—É verdade, é, respondeu baixinho Pélagué, meneando a cabeça. E com o olhar fito, considerava quão longe ficára o passado e tudo o que d’ella se afastára com André e com Pavel. Não podia chorar. Tinha o coração confrangido mas arido; os labios seccos tambem, como a garganta. Tremiam-lhe as mãos e tinha arrepios gélidos pelas costas. Mas subsistia n’ella uma scentelha de colera, fixa, cravada no coração qual agulha. E a tal intimo instigamento respondia ella com uma promessa de fria reflexão:

—Esperem um pouco!...

E então, tossindo ruidosamente, franzia as sobrancelhas.
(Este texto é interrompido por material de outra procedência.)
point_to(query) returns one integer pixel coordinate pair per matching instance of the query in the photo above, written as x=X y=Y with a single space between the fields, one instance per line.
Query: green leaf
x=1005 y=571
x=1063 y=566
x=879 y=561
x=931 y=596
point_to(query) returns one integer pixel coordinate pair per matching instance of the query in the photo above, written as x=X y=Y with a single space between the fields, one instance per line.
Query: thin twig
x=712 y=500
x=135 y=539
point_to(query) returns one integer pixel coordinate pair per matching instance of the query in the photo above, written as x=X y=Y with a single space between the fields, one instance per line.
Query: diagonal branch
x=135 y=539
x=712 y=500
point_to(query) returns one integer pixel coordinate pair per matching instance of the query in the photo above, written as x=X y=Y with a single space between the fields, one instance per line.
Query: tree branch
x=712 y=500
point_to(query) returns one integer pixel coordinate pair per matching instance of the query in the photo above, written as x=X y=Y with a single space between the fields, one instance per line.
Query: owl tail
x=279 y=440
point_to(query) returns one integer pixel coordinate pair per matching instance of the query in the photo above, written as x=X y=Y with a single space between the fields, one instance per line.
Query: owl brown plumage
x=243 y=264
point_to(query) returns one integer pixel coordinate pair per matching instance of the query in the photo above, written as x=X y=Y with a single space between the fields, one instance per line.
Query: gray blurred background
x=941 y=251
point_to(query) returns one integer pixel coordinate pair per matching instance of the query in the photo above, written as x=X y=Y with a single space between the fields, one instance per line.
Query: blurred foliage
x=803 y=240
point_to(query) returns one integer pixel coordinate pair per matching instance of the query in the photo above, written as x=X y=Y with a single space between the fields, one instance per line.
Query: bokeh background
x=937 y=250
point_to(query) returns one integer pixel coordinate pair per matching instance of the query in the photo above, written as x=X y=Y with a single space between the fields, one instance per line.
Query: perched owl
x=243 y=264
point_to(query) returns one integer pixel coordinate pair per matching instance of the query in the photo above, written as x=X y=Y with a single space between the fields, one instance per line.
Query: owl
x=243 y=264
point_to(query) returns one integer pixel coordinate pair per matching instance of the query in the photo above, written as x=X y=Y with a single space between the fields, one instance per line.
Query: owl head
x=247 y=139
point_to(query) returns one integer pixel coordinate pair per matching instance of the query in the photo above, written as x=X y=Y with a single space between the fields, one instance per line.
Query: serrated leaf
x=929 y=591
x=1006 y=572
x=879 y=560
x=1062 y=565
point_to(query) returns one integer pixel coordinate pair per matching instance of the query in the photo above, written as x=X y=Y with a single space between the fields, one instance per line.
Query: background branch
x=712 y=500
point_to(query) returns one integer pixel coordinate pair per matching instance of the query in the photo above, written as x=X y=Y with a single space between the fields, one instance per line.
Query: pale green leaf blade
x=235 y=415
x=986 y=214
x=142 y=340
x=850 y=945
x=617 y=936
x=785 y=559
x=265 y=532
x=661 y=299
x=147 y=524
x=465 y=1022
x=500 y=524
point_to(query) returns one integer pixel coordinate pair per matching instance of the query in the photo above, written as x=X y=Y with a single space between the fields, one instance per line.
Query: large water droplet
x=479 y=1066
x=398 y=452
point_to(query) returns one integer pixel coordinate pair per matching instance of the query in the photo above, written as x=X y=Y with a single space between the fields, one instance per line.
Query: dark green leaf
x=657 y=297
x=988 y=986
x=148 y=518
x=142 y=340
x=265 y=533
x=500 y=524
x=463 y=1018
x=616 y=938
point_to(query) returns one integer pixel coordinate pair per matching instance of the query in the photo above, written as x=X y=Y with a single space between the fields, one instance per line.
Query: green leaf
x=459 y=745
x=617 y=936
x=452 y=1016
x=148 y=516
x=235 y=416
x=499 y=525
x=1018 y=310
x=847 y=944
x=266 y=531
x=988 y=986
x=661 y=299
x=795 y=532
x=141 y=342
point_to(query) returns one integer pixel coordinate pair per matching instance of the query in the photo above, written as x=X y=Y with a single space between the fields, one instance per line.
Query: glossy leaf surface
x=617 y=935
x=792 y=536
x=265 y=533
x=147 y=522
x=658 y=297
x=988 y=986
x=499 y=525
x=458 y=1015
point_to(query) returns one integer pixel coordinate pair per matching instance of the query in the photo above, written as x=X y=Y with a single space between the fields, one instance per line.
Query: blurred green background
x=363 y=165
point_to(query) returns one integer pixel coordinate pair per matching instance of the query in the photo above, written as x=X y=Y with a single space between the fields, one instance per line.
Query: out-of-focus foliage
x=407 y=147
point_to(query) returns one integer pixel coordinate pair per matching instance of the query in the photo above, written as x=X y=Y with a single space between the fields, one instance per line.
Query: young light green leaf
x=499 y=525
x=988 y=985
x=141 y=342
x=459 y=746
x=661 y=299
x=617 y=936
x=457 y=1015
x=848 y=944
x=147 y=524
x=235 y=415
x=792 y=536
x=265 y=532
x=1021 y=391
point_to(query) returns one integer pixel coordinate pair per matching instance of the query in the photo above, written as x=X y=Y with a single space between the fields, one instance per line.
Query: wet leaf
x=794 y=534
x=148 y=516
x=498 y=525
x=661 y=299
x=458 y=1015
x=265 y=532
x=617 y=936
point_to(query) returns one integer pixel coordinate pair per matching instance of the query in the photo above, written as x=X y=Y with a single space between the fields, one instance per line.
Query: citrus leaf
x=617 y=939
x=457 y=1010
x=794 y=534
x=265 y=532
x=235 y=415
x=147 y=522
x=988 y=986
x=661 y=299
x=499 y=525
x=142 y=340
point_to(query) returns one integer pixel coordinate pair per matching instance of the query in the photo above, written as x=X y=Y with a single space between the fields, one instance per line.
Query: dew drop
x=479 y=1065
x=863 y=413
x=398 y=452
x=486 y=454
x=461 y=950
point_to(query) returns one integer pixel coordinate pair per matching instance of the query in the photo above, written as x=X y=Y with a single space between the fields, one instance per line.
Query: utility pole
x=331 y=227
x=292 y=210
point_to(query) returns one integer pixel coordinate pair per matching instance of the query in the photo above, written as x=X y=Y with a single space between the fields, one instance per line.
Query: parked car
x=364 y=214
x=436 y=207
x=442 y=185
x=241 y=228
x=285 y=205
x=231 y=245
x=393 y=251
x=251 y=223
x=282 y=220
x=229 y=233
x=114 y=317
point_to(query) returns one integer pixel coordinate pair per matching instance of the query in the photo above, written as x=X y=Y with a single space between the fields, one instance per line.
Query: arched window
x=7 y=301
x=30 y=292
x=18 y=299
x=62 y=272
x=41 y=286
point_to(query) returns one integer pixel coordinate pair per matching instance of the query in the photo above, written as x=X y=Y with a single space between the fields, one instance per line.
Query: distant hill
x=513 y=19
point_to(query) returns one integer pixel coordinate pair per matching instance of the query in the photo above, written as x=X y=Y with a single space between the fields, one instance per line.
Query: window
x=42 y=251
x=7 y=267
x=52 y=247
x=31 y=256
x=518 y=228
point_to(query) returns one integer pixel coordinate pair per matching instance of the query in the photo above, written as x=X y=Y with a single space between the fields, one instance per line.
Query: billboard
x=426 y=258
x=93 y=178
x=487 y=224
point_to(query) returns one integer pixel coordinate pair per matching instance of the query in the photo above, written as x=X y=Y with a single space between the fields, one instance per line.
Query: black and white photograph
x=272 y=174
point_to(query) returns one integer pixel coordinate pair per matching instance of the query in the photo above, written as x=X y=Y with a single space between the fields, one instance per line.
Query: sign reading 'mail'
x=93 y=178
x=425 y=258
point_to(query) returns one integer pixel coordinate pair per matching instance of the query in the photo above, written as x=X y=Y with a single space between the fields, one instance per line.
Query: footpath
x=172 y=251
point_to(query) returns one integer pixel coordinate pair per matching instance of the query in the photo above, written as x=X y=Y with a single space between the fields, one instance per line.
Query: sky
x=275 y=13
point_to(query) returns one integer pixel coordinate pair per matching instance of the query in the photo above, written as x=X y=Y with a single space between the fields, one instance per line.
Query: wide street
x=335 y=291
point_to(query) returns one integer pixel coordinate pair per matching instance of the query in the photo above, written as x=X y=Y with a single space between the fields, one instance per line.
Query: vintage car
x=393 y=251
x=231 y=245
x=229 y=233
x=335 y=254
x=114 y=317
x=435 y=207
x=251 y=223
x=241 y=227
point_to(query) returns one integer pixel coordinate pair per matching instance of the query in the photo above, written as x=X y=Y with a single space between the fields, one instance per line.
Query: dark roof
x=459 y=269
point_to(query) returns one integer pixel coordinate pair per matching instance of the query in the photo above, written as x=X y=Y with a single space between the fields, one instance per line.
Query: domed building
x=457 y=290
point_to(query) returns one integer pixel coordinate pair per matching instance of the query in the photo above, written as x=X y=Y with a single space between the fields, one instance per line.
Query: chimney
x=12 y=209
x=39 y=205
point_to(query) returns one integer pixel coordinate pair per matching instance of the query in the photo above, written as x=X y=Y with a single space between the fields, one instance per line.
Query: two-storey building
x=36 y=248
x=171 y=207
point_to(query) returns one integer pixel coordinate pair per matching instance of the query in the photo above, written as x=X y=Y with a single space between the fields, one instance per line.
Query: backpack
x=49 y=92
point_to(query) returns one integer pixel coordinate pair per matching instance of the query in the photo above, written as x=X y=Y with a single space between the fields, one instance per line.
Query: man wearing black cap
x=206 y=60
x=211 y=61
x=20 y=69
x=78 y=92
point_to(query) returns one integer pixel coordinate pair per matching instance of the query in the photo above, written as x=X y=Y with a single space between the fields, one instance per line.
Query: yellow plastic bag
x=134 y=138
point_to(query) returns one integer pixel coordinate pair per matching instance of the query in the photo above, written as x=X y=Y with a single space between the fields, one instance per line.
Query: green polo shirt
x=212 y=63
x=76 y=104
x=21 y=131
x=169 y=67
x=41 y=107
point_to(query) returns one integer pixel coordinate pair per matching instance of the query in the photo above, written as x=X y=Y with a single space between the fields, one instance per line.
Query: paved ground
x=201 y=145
Pela noite, veio a policia. Recebeu-os sem admiração nem temor. Entraram pela casa dentro fazendo muita bulha, com ares satisfeitos. O official de pelle amarellada disse, mostrando os dentes:

—Então como vae isso? É esta a terceira vez que nos encontramos, an?

Ella ficou-se em silencio e passou a lingua pelos beiços para humedecel-os. Entrou então o official a falar muito, em tom de pessoa fina. E Pélagué percebia que elle falava pela satisfação de se ouvir a si proprio. Mas as palavras nem lhe chegavam aos ouvidos nem a impressionavam. No entretanto, quando o official lhe disse:

—Tu propria tens culpas, porque não soubeste inspirar a teu filho o respeito a Deus e ao Imperador...

Respondeu sem o fitar:

—Os nossos filhos é que são os nossos juizes... Elles hão de condemnar-nos, e com toda a razão, visto que os deixámos seguir tal caminho...

—O quê? gritou o official, fala mais alto!